Due to rapid improvements in processor technology, the gap between processor
speeds and I/O latency continues to widen. This will increase the number of
cycles per I/O stall, and therefore the progress that speculative execution
can make during a single stall. To predict the impact of this trend on the
effectiveness of our approach, we modified the striping pseudodevice to
delay notification of completed I/O requests. For example, to simulate the
effect of doubling the gap between processor and disk speeds, we doubled the
time before the system was notified that each I/O request had completed, then
scaled our resulting measurements by half. Since disk positioning times and data rates improve at
different rates, and data rates have been improving at 40% per year lately,
this simulates an artificially slow transfer rate. However, since the disks
perform track-buffer read-ahead while the pseudodevice is delaying completion,
accesses which are physically sequential will appear to have a faster than
modelled transfer rate.
Our simulation results are shown in Figure 6. The improvements obtained by
the manually modified applications increase steadily but insignificantly.

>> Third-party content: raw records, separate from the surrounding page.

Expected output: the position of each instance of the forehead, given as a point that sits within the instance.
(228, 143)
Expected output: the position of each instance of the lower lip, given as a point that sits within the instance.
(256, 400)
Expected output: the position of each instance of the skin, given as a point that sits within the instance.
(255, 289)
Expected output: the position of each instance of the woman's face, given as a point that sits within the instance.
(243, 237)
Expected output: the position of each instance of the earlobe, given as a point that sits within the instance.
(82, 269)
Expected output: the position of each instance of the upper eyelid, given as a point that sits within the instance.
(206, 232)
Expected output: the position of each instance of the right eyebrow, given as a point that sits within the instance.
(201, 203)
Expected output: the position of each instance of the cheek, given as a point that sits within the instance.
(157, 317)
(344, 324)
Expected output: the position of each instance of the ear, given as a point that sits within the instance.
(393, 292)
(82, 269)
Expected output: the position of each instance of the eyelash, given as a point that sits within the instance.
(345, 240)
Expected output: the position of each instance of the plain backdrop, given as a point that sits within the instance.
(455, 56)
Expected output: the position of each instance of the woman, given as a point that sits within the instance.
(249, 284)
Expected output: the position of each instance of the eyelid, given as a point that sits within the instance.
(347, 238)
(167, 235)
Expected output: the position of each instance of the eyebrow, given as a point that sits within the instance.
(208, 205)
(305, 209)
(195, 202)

This is unsurprising since their performance is limited by the available I/O
bandwidth and their processing times are already only a small percentage of
their execution times. The curves for the speculating applications are
similar to those for the manually modified applications, although offset
in Gnuld's case. For Agrep and XDataSlice, speculative execution already
generates enough hints to keep the disks busy at all times. For Gnuld, data dependencies, which are independent of
processor speed, prevent speculative execution from using the additional
cycles during I/O stalls to hint more read calls.
For some applications, a more sophisticated design may be able to take
advantage of these additional cycles. For example, it may prove useful
to loosen our current definition of what it means for speculative execution
to be on track. In general, however, applications dependent on recently
read values may not be able to derive additional benefit from faster
processors (unless they are rewritten to allow newly read data to affect
future reads only after more intervening disk requests have been issued).
Figure 6: Results from simulating a widening of the gap
between processor and disk speeds. A processor/disk speed ratio of 1
indicates results in our current experimental environment.